Оба долго молчали. Потом Иван вздохнул, отстранился. Заговорил о Смоленске. Больше до свадьбы речей меж ними об этом не было. Но Иван чувствовал радостно, что и теперь сумел сохранить уважение сына при себе.
Свадьбу справили нарочито просто. Иван не хотел пышностью торжеств возбуждать лишние пересуды. Оставшись наедине с молодой, он привлёк её к себе, уже раздетую, в одной долгой рубахе, и, скорее ощутив, чем увидя, слёзы страха в глазах, долго гладил, успокаивая, дожидаясь, когда она сама, согревшись под собольим праздничным одеялом, захочет неизбежного, того, с чего начинается семейная жизнь… Она уснула первая, прижавшись к его плечу, а Иван всё не спал. Лежал, отдыхал, думал. Было покойно (слишком покойно для первой ночи!). Жену следовало беречь. Это было теперь своё, родовое, как Москва, как добро в закромах и бертьяницах, как неотторжимые сокровища отцовы. Он осторожно повернулся к ней лицом, осторожно положил руку на нежные маленькие груди. Она легко и благодарно вздрогнула, вздохнула впросонках и с детскою готовностью, не размыкая глаз, теснее прижалась к нему.

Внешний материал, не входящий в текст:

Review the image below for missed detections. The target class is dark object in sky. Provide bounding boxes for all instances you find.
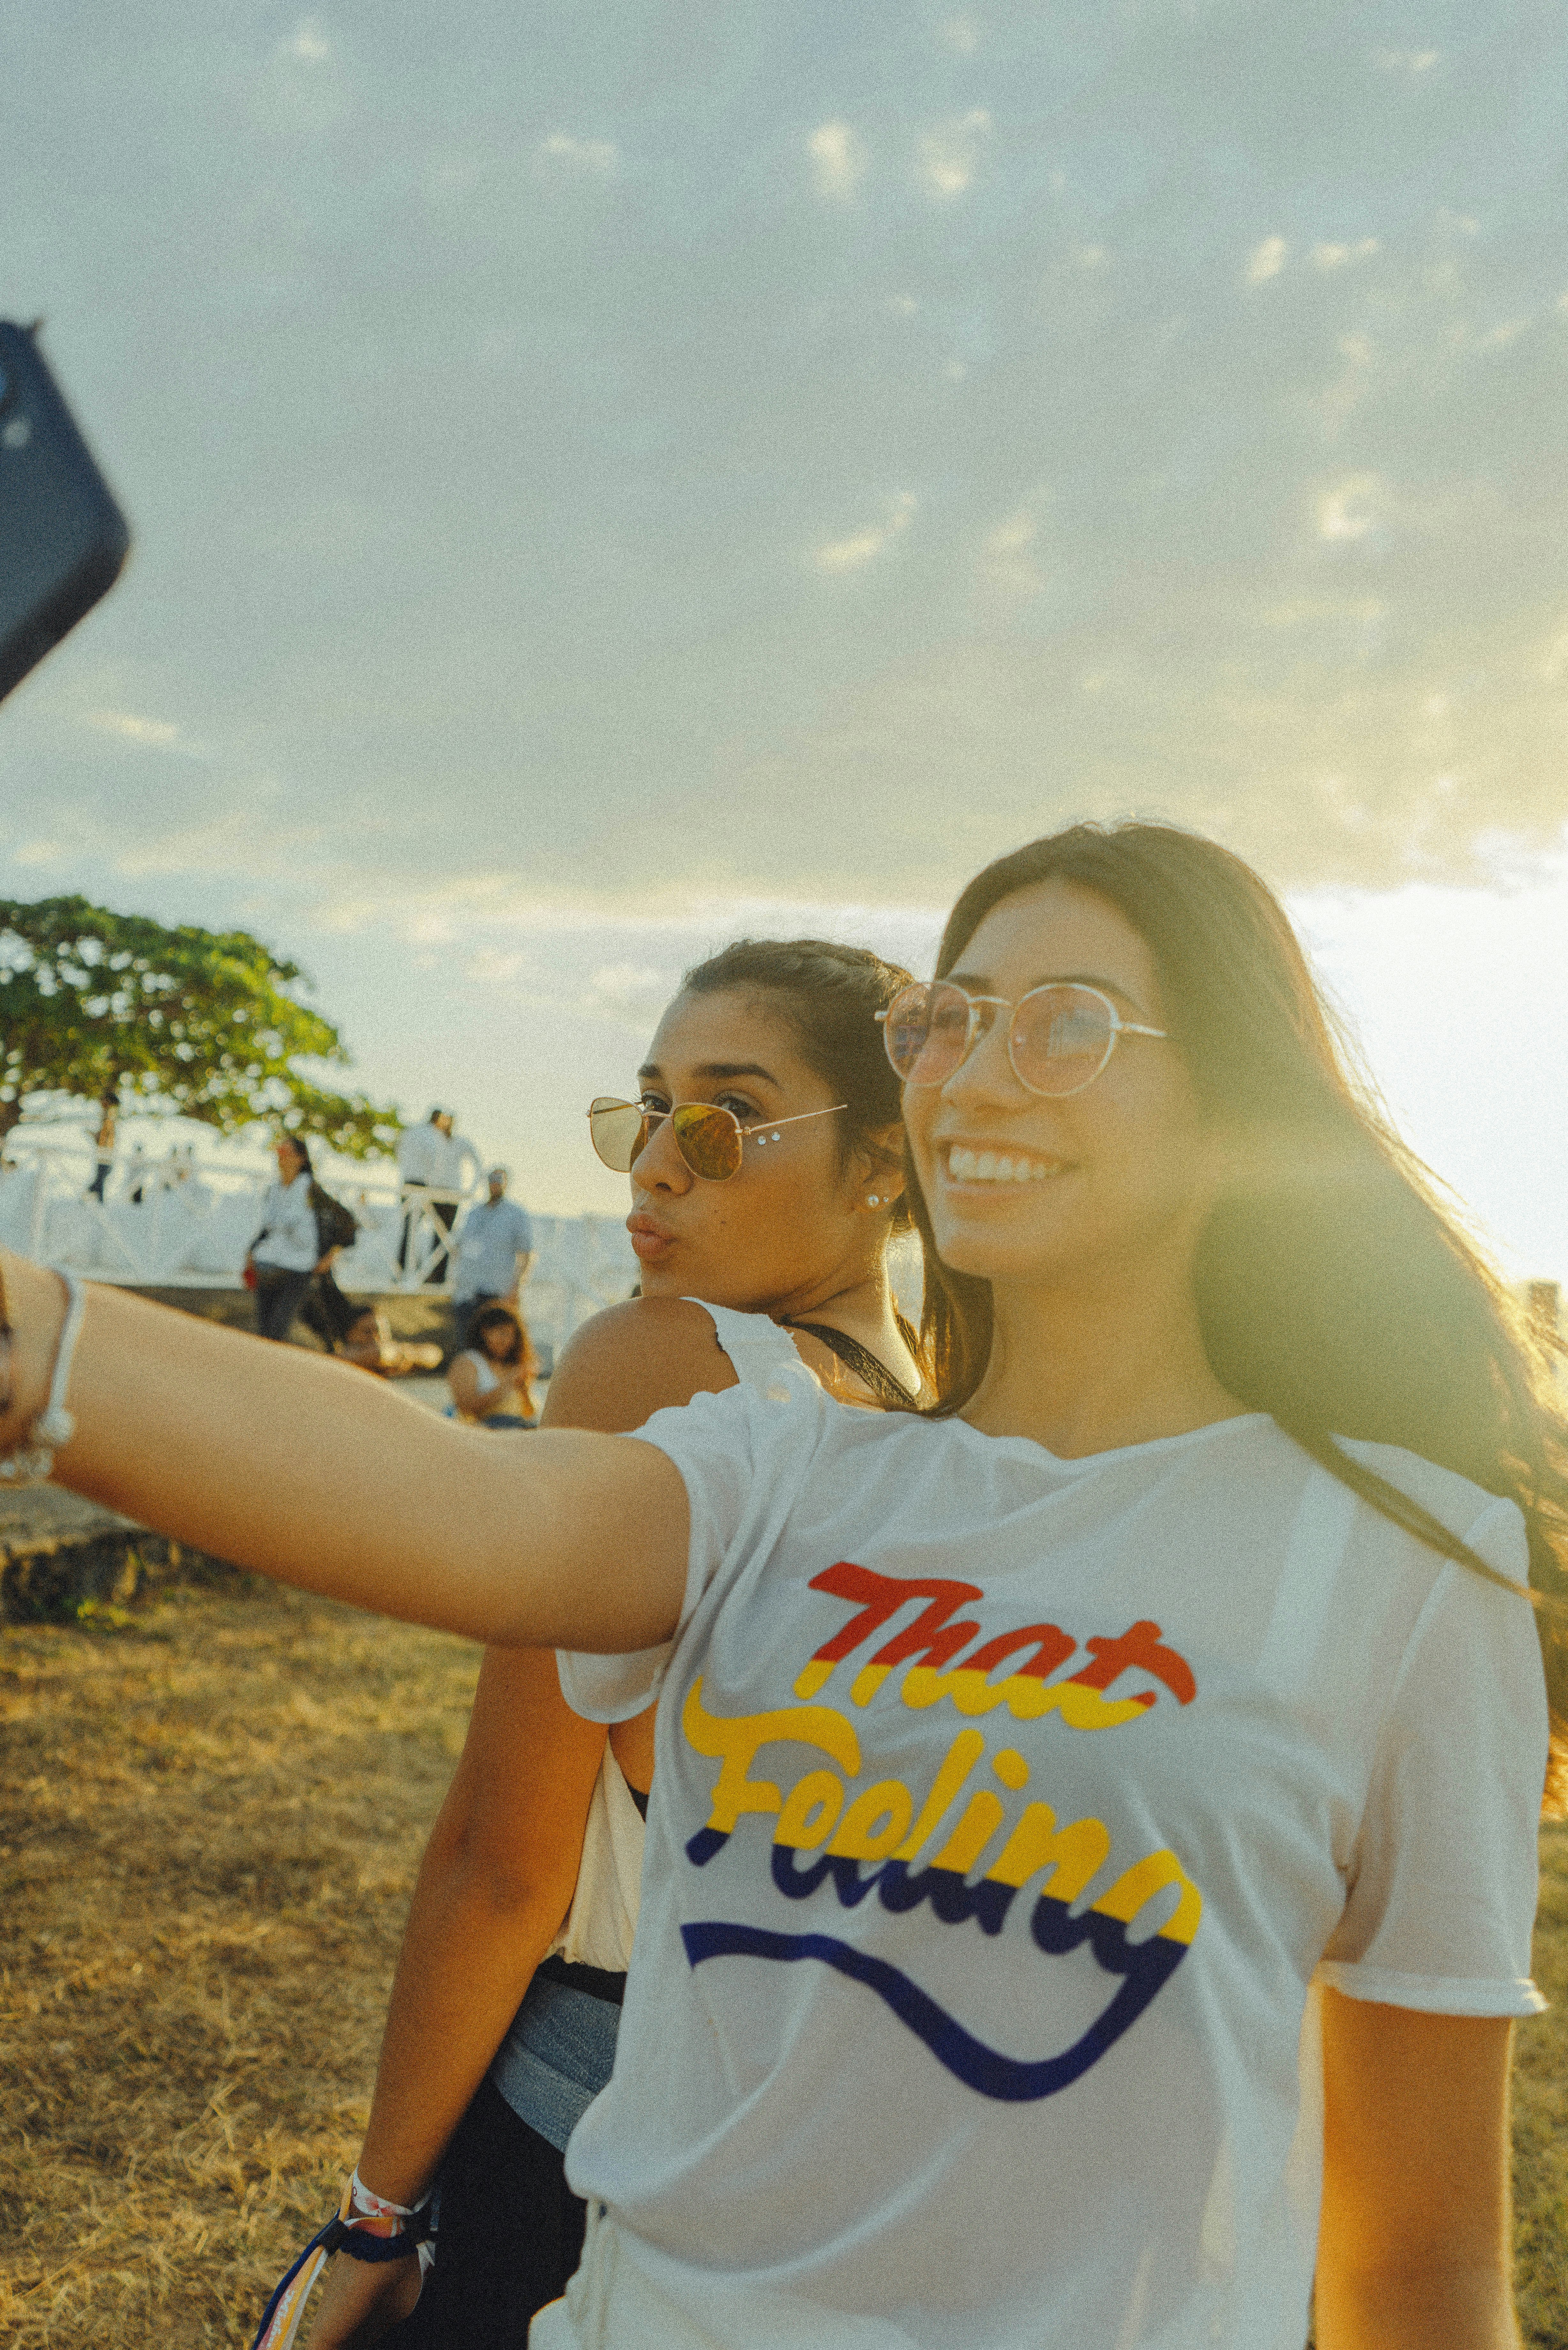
[0,321,130,704]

Едва отпраздновав свадьбу, Калита во главе соединённых низовских ратей выступил в поход. Вновь засев Торжок и Бежецкий Верх, Иван, остановясь в Торжке, разослал дружины в зажитье. Начался грабёж Новогородской волости. Угоняли скот, уводили людей, жгли и увозили запасы хлеба и жита. Новгородская рать стояла по Ловати и Мсте, перекрывая пути к городу. Меж теми и другими ратями творились лишь мелкие стычки. Иван на этот раз привёл крупные силы, и новгородцы опасались выйти на бой.
Иван сидел в Торжке от Крещения до Сбора. Новгородцы наконец прислали посольство к нему, звали на стол по прежним грамотам, что было теперь едва ли не насмешкою над Иваном. Он ничего не ответил послам. Грабёж Новгородской волости продолжался.
Упорство Великого Нова Города было не зряшным. Страдал торг, не поступало заморское серебро, столь нужное казне великокняжеской. На Сбор всех святых Иван воротил в Москву. Размирье с Новгородом затягивалось, и уже неясно было, кто кого берет измором: Иван ли Новгород или Новый Город Ивана?
Митрополит, по слухам, уже находился в Орде. Летом, по наказу Ивана, на Москве начали новый храм, архангела Михаила. Храм над гробами, как мыслил Калита, всех владетелей московского дома, начиная с покойного брата Юрия. (Была мысль и батюшков прах перенести сюда, тем паче что и монастырь Данилов перевёл в Кремник, но вспомнил завещание родителя и отступил. Убоялся нарушить отцову волю.) С сооружением этого храма устроялась главная площадь в Кремнике, окружённая соборами и теремами. Город принимал вид столичный. Храм воздвигали споро, как и прежние. Единым летом и начали, и завершили.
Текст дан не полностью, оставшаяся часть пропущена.